Разве я этого хочу — чтобы все было забыто? Все, что было?
— Мне надо подумать, Замзам.
Эмили взяла себе время на обдумывание. Больше трех месяцев.
Она написала Тони и Саиду, просила оставшихся дома детей дать ей совет и много говорила на эту тему с Розой.
Показывала Розе Бей-Иль-Тани, дом, где ее научили писать и где умерла Джильфидан, дом, который между тем обветшал. Еще один раз отпраздновала свой день рожденья. Съездила с Розой вглубь острова, чтобы та увидела шамба , теплый пряный запах гвоздики с плантаций которых окутывал весь остров. В Кисимбани они нанесли только очень короткий визит; Эмили была непереносима мысль о том, что земля, где они с Генрихом были так счастливы, давно принадлежит другому.
Возвращаться в Германию она не желала, это было ее твердое решение. Слишком глубоко было разочарование тем, что готовила ей эта страна, страна, в которую она когда-то приехала, полная надежд и уверенности. Но эта страна, однако, оставила на ней отпечаток, это отчетливо ощутила Эмили, когда с открытым сердцем блуждала по острову. Это был уже не тот Занзибар, какой она знала в молодости. Так же, как она уже не Салима и не Биби Салме.

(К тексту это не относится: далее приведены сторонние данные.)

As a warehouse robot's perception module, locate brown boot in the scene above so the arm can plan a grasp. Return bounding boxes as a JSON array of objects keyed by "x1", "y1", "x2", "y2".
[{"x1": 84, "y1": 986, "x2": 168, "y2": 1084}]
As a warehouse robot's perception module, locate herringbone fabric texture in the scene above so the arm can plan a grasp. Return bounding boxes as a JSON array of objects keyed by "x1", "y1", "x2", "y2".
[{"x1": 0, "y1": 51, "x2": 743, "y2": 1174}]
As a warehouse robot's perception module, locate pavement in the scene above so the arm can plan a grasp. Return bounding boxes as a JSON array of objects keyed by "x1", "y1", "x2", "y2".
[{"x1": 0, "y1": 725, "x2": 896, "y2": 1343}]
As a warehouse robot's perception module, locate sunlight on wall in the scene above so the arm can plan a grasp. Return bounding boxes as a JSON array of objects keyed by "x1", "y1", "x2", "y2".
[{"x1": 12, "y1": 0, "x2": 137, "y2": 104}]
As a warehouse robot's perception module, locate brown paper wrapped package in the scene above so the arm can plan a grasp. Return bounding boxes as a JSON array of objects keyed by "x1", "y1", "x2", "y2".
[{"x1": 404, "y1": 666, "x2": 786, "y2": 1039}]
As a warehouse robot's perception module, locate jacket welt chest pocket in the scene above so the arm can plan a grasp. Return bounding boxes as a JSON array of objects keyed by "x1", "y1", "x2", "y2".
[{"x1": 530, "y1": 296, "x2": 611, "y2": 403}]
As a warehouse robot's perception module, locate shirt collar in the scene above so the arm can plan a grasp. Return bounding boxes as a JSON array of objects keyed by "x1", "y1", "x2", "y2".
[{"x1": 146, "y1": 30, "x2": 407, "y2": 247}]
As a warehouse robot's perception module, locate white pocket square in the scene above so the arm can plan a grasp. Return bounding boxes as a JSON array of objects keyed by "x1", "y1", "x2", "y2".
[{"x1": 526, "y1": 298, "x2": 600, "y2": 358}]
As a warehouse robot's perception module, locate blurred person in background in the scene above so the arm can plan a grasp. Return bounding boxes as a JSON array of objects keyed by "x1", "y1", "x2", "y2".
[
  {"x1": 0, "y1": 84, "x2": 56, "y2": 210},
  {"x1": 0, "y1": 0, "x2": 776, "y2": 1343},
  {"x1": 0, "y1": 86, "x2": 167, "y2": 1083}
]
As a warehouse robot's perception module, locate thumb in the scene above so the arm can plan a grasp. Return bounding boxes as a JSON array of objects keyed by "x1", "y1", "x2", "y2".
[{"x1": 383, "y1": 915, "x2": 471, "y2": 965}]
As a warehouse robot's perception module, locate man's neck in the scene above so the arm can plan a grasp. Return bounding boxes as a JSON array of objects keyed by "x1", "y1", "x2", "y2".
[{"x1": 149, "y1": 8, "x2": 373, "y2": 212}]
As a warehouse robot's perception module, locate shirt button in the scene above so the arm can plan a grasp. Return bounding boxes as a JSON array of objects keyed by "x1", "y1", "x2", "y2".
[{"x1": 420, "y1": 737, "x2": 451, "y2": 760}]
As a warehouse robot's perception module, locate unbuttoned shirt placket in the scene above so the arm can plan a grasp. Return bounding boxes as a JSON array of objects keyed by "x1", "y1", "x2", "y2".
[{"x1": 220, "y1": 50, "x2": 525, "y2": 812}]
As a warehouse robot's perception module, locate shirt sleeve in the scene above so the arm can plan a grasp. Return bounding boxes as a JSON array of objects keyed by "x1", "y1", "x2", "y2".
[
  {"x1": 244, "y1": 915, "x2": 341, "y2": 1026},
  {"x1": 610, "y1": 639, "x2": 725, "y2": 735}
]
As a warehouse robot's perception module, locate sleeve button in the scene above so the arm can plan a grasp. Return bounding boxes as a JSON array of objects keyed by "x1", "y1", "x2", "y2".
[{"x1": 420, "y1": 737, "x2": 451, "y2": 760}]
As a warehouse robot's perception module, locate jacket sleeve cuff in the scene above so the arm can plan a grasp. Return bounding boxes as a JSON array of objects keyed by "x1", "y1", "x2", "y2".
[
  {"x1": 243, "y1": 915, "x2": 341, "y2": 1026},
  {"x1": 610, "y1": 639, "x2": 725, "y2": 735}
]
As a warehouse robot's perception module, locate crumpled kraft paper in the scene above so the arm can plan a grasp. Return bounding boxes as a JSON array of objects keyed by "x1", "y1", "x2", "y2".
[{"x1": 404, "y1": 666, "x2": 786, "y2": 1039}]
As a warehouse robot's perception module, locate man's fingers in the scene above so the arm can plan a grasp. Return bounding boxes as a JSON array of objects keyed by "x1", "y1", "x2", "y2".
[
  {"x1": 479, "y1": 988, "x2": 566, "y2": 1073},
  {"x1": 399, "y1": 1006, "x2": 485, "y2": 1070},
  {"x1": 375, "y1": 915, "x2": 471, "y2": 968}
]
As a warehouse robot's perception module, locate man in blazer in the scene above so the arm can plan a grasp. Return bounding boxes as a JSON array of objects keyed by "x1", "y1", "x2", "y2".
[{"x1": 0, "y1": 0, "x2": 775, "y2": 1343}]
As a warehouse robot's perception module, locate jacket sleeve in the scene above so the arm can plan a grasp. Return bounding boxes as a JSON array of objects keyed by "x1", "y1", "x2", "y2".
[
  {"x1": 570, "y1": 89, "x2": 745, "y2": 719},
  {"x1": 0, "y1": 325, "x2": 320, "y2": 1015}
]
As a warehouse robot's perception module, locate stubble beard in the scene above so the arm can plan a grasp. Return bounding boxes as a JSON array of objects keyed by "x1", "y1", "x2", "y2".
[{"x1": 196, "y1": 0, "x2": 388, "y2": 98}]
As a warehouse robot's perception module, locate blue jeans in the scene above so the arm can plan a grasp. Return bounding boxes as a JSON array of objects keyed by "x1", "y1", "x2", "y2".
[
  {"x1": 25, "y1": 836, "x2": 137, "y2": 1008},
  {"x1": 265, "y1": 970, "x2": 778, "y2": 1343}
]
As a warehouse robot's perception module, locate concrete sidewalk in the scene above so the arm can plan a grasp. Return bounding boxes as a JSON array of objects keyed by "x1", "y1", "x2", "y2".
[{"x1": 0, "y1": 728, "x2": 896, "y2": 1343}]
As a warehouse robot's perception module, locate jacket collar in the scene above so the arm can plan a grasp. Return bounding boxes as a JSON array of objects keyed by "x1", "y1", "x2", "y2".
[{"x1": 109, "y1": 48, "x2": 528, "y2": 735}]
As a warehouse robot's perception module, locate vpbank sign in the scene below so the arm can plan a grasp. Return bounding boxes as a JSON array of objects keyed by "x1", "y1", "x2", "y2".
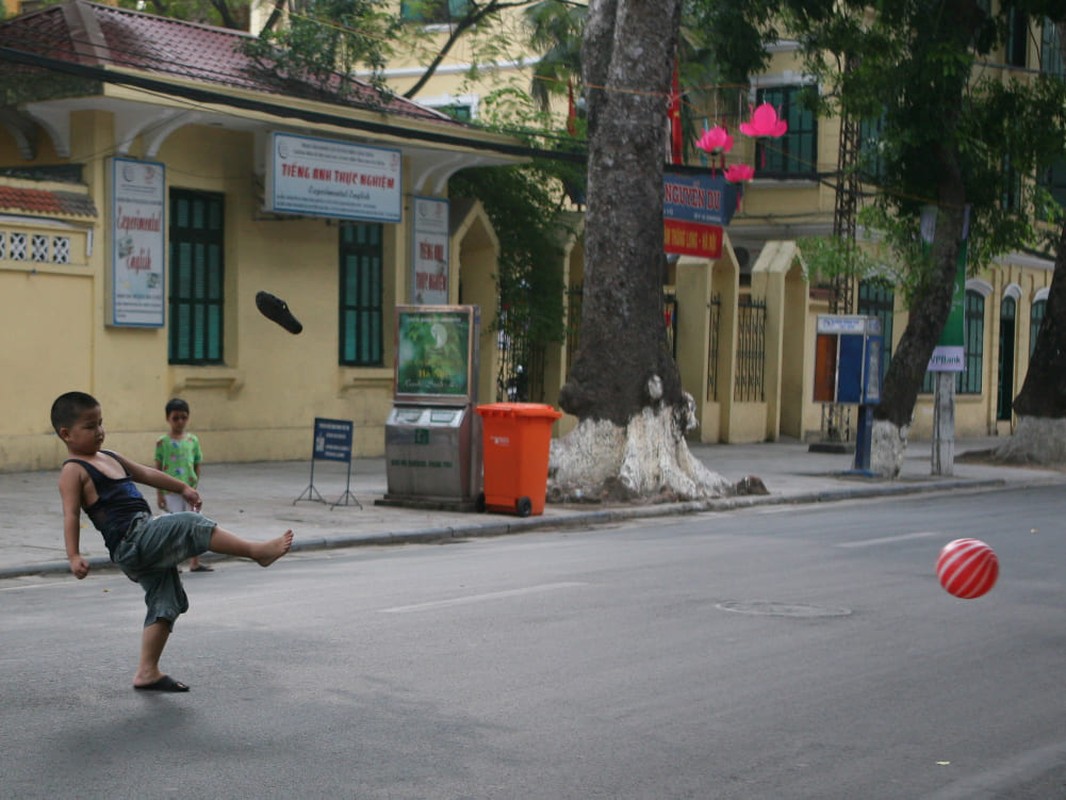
[{"x1": 922, "y1": 209, "x2": 969, "y2": 372}]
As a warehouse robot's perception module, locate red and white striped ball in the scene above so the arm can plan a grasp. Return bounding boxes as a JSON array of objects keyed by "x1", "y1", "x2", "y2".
[{"x1": 936, "y1": 539, "x2": 999, "y2": 599}]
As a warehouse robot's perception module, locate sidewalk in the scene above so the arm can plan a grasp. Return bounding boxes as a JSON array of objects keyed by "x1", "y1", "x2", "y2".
[{"x1": 6, "y1": 438, "x2": 1066, "y2": 578}]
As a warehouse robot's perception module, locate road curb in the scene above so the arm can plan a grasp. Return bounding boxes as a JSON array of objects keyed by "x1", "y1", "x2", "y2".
[{"x1": 0, "y1": 478, "x2": 1007, "y2": 580}]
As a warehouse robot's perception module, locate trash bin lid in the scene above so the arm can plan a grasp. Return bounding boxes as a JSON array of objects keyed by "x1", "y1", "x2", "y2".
[{"x1": 477, "y1": 403, "x2": 563, "y2": 419}]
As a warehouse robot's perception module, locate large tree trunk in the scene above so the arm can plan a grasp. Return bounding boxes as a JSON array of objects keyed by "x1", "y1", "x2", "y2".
[
  {"x1": 995, "y1": 20, "x2": 1066, "y2": 464},
  {"x1": 870, "y1": 0, "x2": 984, "y2": 478},
  {"x1": 550, "y1": 0, "x2": 724, "y2": 499},
  {"x1": 870, "y1": 197, "x2": 966, "y2": 478},
  {"x1": 994, "y1": 223, "x2": 1066, "y2": 464}
]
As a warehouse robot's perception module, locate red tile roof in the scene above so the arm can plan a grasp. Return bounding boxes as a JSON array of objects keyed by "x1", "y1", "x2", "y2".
[
  {"x1": 0, "y1": 0, "x2": 459, "y2": 125},
  {"x1": 0, "y1": 183, "x2": 96, "y2": 217}
]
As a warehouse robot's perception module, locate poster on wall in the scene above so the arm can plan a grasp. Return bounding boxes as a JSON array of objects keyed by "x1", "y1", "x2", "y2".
[
  {"x1": 394, "y1": 305, "x2": 478, "y2": 403},
  {"x1": 110, "y1": 158, "x2": 166, "y2": 327},
  {"x1": 263, "y1": 132, "x2": 402, "y2": 222},
  {"x1": 410, "y1": 197, "x2": 448, "y2": 305}
]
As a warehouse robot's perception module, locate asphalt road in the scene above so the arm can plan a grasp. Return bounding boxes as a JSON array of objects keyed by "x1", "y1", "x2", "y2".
[{"x1": 0, "y1": 487, "x2": 1066, "y2": 800}]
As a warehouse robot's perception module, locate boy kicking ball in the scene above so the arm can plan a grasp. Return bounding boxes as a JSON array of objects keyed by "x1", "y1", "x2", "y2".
[{"x1": 51, "y1": 391, "x2": 292, "y2": 691}]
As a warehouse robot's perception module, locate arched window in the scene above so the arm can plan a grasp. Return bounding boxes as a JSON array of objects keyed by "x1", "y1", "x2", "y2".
[
  {"x1": 1029, "y1": 300, "x2": 1048, "y2": 358},
  {"x1": 955, "y1": 289, "x2": 985, "y2": 395},
  {"x1": 858, "y1": 278, "x2": 895, "y2": 381}
]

Я не могу вернуться сюда вот так, просто. Я не могу снова натянуть на себя шейлу и полумаску и сделать вид, как будто ничего не произошло. Один раз отказаться от веры и принять новую, — этого для одной жизни более, чем достаточно.
Вера — это ведь не одежда, которую можно сменить, если она уже не подходит тебе. А сегодня я не подхожу Занзибару. Я нынче совсем другая, не такая, как тогда, когда уезжала.
Но главное — это мысль о детях. Каково им будет жить с мыслью, что мать живет на Занзибаре, в мире, который им чужд, который совсем иной, чем тот, в каком они выросли? А если они останутся с ней, — как смогут они прижиться здесь, воспитанные и получившие образование в Европе, где нравы совсем иные?
Они не должны быть чужаками, как я. Не должны жить между двумя мирами. От этого, по крайней мере, я смогу их охранить.
Час прощания настал. И в этот раз она знала, что это прощание навсегда.
Эмили сбросила туфли, подобрала юбки и зашлепала по ночному морю. Нежно оно лизало ее ноги, которые занесли ее так далеко, через полмира — и не в первый раз. Она многое повидала и еще больше перечувствовала. Прекрасное и ужасное, она испила свою чашу радостей и горестей до самого дна. Эмили закинула голову и посмотрела вверх — на звезды. В одном она была твердо уверена: нигде не были звезды ярче и прекраснее, чем здесь, над Занзибаром.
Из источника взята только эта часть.